Une entreprise française emploie des salariés détachés et des inspecteurs du travail français soupçonnent des irrégularités. Les agents français contactent leurs homologues belges pour vérifier la situation d'un travailleur détaché : ils transmettent bulletins de paie, contrats et attestations nécessaires. Un accord bilatéral préexistant entre la France et la Belgique définit les canaux sécurisés, les points de contact et les pièces justificatives à transmettre, ce qui facilite et accélère l’enquête transfrontalière.
- Qui peut échanger : les agents de contrôle visés à l’article L.8271-1-2 et les autorités chargées de la coordination de leurs actions.
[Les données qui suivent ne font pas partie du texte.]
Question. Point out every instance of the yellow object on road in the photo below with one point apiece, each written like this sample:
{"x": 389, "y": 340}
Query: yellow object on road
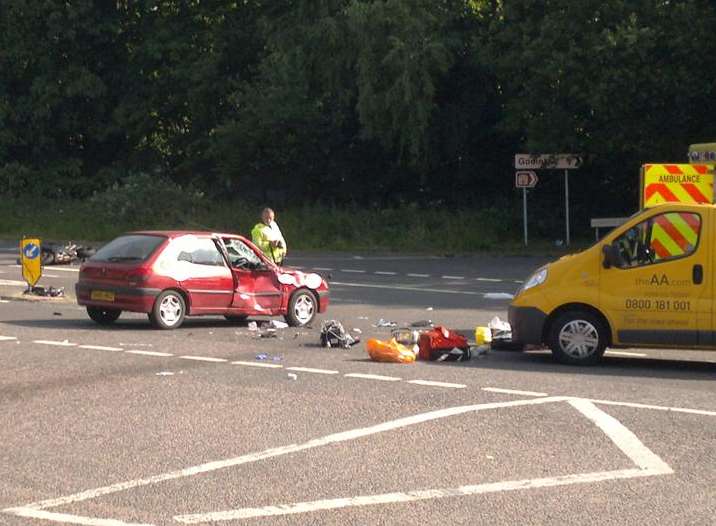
{"x": 389, "y": 351}
{"x": 30, "y": 260}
- Avec qui : les agents et autorités de coordination des États étrangers ayant les mêmes compétences.
- Nature des échanges : tous renseignements et tous documents nécessaires à l’accomplissement de la mission de lutte contre le travail illégal.
- Finalité limitée : les échanges doivent être nécessaires à la mission de lutte contre le travail illégal.
- Modalités pratiques : lorsqu’il existe des accords avec les autorités étrangères, ces accords fixent les modalités de mise en œuvre des échanges.
- Portée transfrontalière : l’article organise la coopération internationale des services de contrôle du travail.